So I have a bicycle now.
I'd been telling a guy that I know that I was going to buy his mountain bike for some time now. I know nothing of bicycles but I know that this guy is a hard-core bike rider, so I know that he's chosen a good one and taken care of it. I've been wanting to get one for a while just to ride to stay in shape, and he really needed the money so I took it off his hands. Thing is, I haven't ridden a bicycle in at least twenty years, and the last time I did, I had two legs. But what the hell, eh?
I took it out the first day, and I was amazed at how easy the gearing made it to ride up hills in the local neighborhoods. I was a bit wobbly at first--ok, more than a bit--but I managed to get three miles down before my non-bike-riding body told me that it had had about enough of the pedaling and that seat. I gave it a day and took it out again yesterday for a bit longer ride. B y the end of that one, I was feeling pretty comfortable with it.
So today was the first "real" ride. I took it to Harpers Ferry and got it onto the C&O Canal towpath. Then I headed east along the Potomac River, riding it to Brunswick, Maryland, six miles away.

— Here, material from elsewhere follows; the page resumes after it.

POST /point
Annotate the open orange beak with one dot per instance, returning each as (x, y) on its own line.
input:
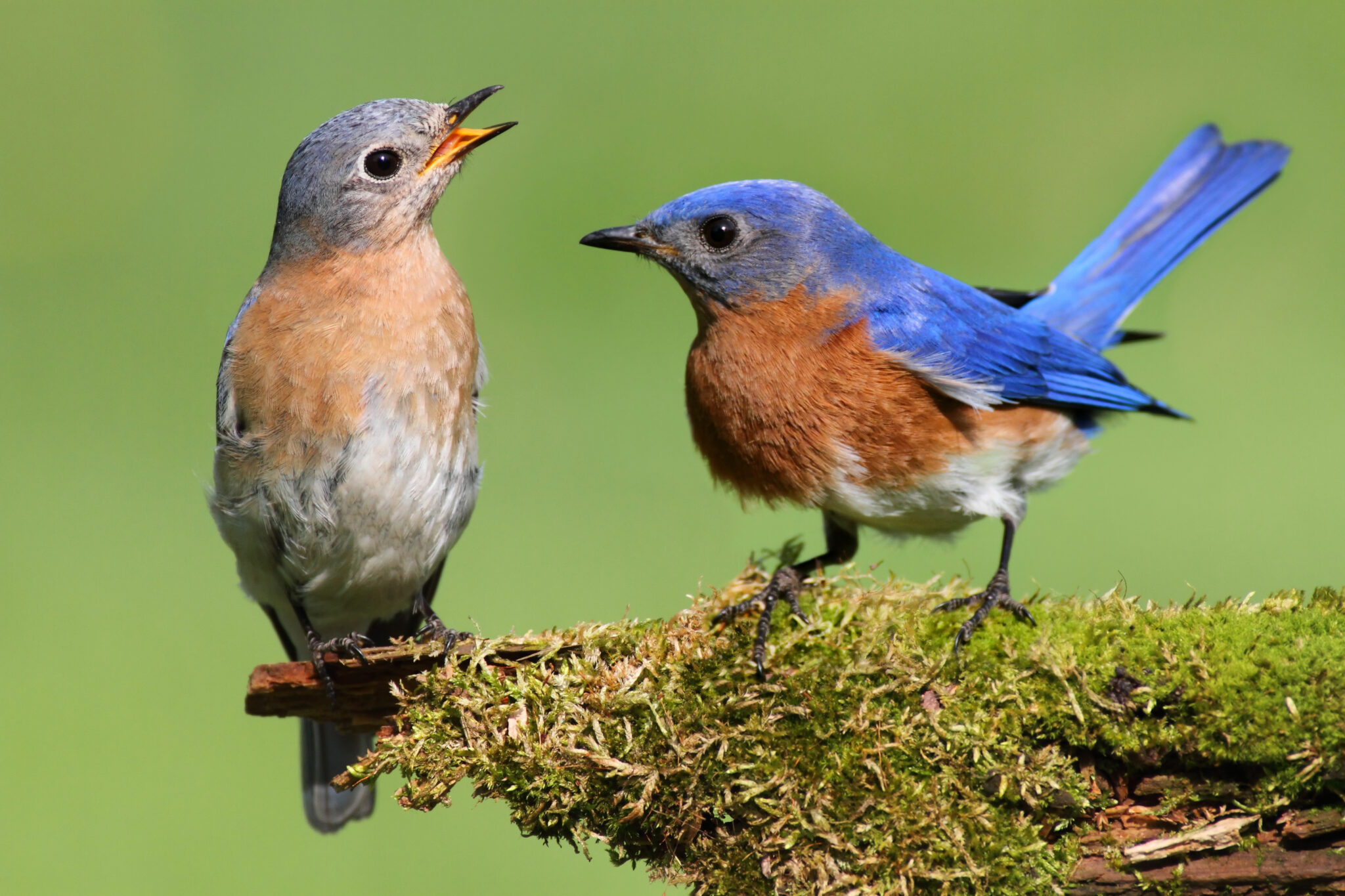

As it was a nice day, the towpath had quite a number of bike riders, runners and walkers on it. I quickly learned to call out to everyone that I approached that I'd be passing on the left. I also noticed that 19 out of 20 other riders seemed to be wearing bike helmets. OK, the last time I was on a bike, I don't think that the bike helmet had even been invented yet. So what's the deal, and why does everyone seem to have one? It's not a law or something that you have to have one now, is it? Clearly I have much to learn. And I guess I need to start wearing the helmet that my friend threw in with the bike.
Here's one of the locks that used to raise and lower the canal boats. This is Lock #31 just west of Brunswick. The old house is where the lock keeper and his family used to live.
I made it into Brunswick in about half an hour...not bad for someone who hasn't ridden a bike in a ton of years. I had lunch at as little restaurant where everyone seemed to know each other--and one was actually named "Bubba"--and then I rode back, making the return trip in 28 minutes.
This is the view of the towpath and canal remnants approaching the Harpers Ferry trestle. It's amazing to think that the entire canal was dug by hand and all those rocks were put in place the same way, and that it was done over 184 miles from Cumberland, MD to Washington, DC, mostly by indentured workers and rented slaves.
Total miles ridden today: Twelve. I like this bike, and I think I'm going to like riding it. The only downside to the day was being here at Harpers Ferry without Lagniappe. We've always walked or run the towpath together and it kind of felt like I was cheating on him being out here by myself. But I know that I've got to stay fit and the only way to do it is to keep exercising. Much as I liked the bike ride though, it just wasn't the same without my buddy.
Here he is, back at the Lair, laying on the deck and surveying his realm...and probably wondering when he's going to get another biscuit or dish of ice cream.